AlaskaTeach wrote: ↑Sun May 07, 2023 9:23 pm
Just using my own experience, I really enjoyed the Psychology courses, as they overlapped with Management courses. By the time I finally graduated at the age of 27, I was taking a Bachelor's degree program in a non-traditional program for adults. I was required to document my experiences and competencies in the work force and write a paper based upon the experiences. It was a 70 or so page paper. That was the "Capstone course" for the adult degree. I had to concentrate on three areas or so. I chose Psychology, Business Communications and Business Management.
Right after college I became a restaurant manager for 8.5 years and then found my niche as a teacher, in an alternative certification program.
If I had it to do over again in today's environment of high tuition and fees, I would find the degree program that would have exposed me to the most different kinds of people, and get the degree as quickly as possible, while at the same time doing a "minor" in Military Studies. Iow, join the Guard, go ROTC/SMP and graduate with a commission in the National Guard or Army Reserve. The government would pay for loans through the Student Loan Repayment Program.

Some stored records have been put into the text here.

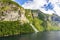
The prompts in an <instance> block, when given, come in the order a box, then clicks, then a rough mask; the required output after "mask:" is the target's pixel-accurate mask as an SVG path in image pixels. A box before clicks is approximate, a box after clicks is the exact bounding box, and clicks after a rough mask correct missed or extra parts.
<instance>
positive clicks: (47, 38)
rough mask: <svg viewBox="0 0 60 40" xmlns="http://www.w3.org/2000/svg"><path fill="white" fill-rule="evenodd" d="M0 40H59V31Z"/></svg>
mask: <svg viewBox="0 0 60 40" xmlns="http://www.w3.org/2000/svg"><path fill="white" fill-rule="evenodd" d="M0 40H60V31H50V32H38V33H30V34H21V35H16V36H9V37H0Z"/></svg>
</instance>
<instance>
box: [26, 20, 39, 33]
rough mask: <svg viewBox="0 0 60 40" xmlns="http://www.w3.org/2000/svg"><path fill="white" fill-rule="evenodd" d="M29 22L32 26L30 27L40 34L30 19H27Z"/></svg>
mask: <svg viewBox="0 0 60 40" xmlns="http://www.w3.org/2000/svg"><path fill="white" fill-rule="evenodd" d="M27 22H28V23H29V24H30V26H31V27H32V29H33V30H34V31H35V32H39V31H38V30H37V29H36V28H35V26H34V25H33V24H32V23H30V22H29V20H28V19H27Z"/></svg>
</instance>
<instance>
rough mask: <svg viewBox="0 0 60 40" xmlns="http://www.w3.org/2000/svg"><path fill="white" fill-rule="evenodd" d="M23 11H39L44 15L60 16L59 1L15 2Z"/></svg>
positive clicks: (31, 1) (25, 1) (34, 1)
mask: <svg viewBox="0 0 60 40" xmlns="http://www.w3.org/2000/svg"><path fill="white" fill-rule="evenodd" d="M15 2H17V3H18V4H20V5H21V6H22V7H24V8H25V9H39V10H40V11H42V12H44V13H46V14H52V13H55V14H57V15H59V16H60V0H15Z"/></svg>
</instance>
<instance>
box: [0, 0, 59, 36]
mask: <svg viewBox="0 0 60 40" xmlns="http://www.w3.org/2000/svg"><path fill="white" fill-rule="evenodd" d="M57 26H58V27H57ZM59 28H60V16H57V15H55V14H53V15H49V14H44V13H43V12H41V11H40V10H31V9H24V8H23V7H21V6H20V5H19V4H17V3H16V2H14V1H11V0H9V1H8V0H0V36H9V35H16V34H23V33H32V32H40V31H50V30H60V29H59Z"/></svg>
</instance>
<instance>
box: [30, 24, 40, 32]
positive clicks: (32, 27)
mask: <svg viewBox="0 0 60 40" xmlns="http://www.w3.org/2000/svg"><path fill="white" fill-rule="evenodd" d="M30 26H31V27H32V28H33V30H34V31H35V32H39V31H38V30H37V29H36V28H35V27H34V25H32V24H30Z"/></svg>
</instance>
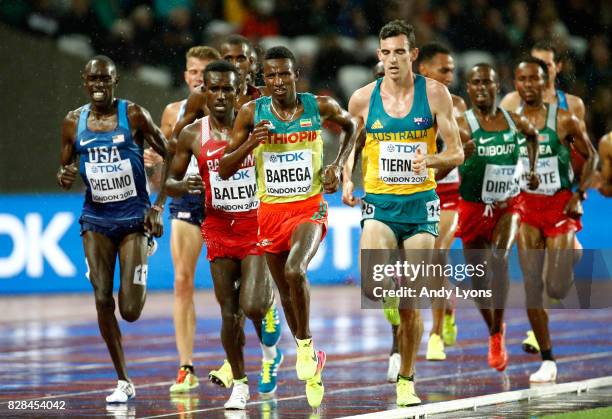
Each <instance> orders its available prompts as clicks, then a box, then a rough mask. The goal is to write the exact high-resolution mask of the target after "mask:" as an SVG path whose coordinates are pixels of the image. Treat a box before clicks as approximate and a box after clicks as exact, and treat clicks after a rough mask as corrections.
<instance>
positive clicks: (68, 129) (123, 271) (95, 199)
mask: <svg viewBox="0 0 612 419" xmlns="http://www.w3.org/2000/svg"><path fill="white" fill-rule="evenodd" d="M117 80H118V76H117V69H116V67H115V64H114V63H113V61H111V59H110V58H108V57H105V56H102V55H98V56H95V57H94V58H92V59H91V60H90V61H89V62H88V63H87V65H86V66H85V71H84V73H83V82H84V85H85V89H86V91H87V94H88V95H89V97H90V103H88V104H87V105H84V106H81V107H80V108H78V109H75V110H74V111H71V112H69V113H68V115H66V118H64V122H63V124H62V141H61V159H60V160H61V166H60V169H59V171H58V173H57V181H58V183H59V185H60V186H61V187H62V188H64V189H69V188H70V187H71V186H72V183H73V182H74V180H75V179H76V175H77V173H78V172H80V174H81V177H82V179H83V182H84V183H85V186H86V192H85V203H84V205H83V212H82V214H81V217H80V219H79V223H80V224H81V236H82V237H83V247H84V249H85V256H86V262H87V267H88V269H89V280H90V281H91V284H92V286H93V288H94V296H95V300H96V311H97V312H98V325H99V327H100V333H101V334H102V337H103V338H104V341H105V342H106V346H107V348H108V351H109V354H110V356H111V359H112V361H113V365H114V366H115V370H116V372H117V376H118V382H117V388H116V389H115V390H114V391H113V393H112V394H111V395H109V396H108V397H107V398H106V402H107V403H125V402H127V401H128V399H131V398H133V397H134V396H135V395H136V391H135V389H134V384H133V383H132V381H131V380H130V379H129V377H128V373H127V368H126V365H125V357H124V353H123V348H122V346H121V331H120V330H119V324H118V323H117V319H116V317H115V300H114V298H113V276H114V272H115V261H116V258H117V256H119V270H120V287H119V312H120V313H121V317H123V318H124V319H125V320H127V321H129V322H134V321H136V320H137V319H138V317H140V313H141V311H142V308H143V306H144V302H145V296H146V284H147V272H148V265H147V241H148V238H147V234H152V235H154V236H156V237H159V236H161V234H162V231H163V226H162V221H161V213H162V211H163V204H164V202H165V194H164V193H160V194H159V195H158V197H157V201H156V203H155V205H153V206H150V202H149V194H148V192H147V179H146V175H145V172H144V163H143V156H142V153H143V145H144V143H145V141H146V142H147V143H148V144H149V145H150V146H151V147H153V148H154V149H155V151H156V152H157V153H159V154H161V155H162V156H164V155H166V147H167V144H166V139H165V138H164V136H163V134H162V132H161V131H160V130H159V128H158V127H157V126H156V125H155V123H154V122H153V121H152V120H151V116H150V115H149V112H148V111H147V110H145V109H144V108H142V107H140V106H139V105H136V104H135V103H132V102H129V101H127V100H124V99H117V98H115V87H116V86H117ZM77 158H78V159H79V163H77V162H76V159H77ZM77 164H78V168H77Z"/></svg>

Retiring as early as age 38 from the Guard enables a person to receive health insurance benefits - either free or almost free when the Guardsman retires from the military at age 60.
I say this because I served in the Texas Army National Guard starting senior in high school and finished at age 27. I went ING, which is Inactive National Guard and then IRR, Inactive Ready Reserve.
A person who has a "boring desk job" during the week can do all kinds of fun stuff on the weekend in the Guard, like shooting a machine gun, getting troops lost at North Fort Hood, Texas, camping in the woods, etc.
That poor 2nd Lt. who got us lost at Fort Hood must have been sick to his/her stomach. We drove around for hours and finally found the place, got off the truck, shot M203 grenade launchers and Light Anti-Tank weapons for about an hour and jumped back on the truck to go back home.
You can't get that kind of leadership experience at a young age in many places, I would think.
This is all good re leadership experiences. At least for an outdoors-oriented person.
However my (non-US) impression was that 9-11 was a game changer. After that, as part of the War on Terror, just about everyone with National Guard or Army Reserve status found themselves mobilized at some point, and in most cases rotated through either Iraq or Afghanistan, and sometimes more than once? Years out of their lives (besides high levels of danger and stress, of course).
Now right now the USA does not have those sorts of commitments, and political leaders would be wary of re-entering into them. However there's plenty of international flashpoints. As I understand it, the US military is now highly configured around using its "Reserve" units in times of crisis to fulfil essential functions.
But the point is that when they say
service, they
mean it, and it can be really disruptive of one's life, and put one behind one's peers significantly because of the length of deployment.
I may just not understand how the system works. But this is the impression from someone outside the USA (but interested in issues of military readiness).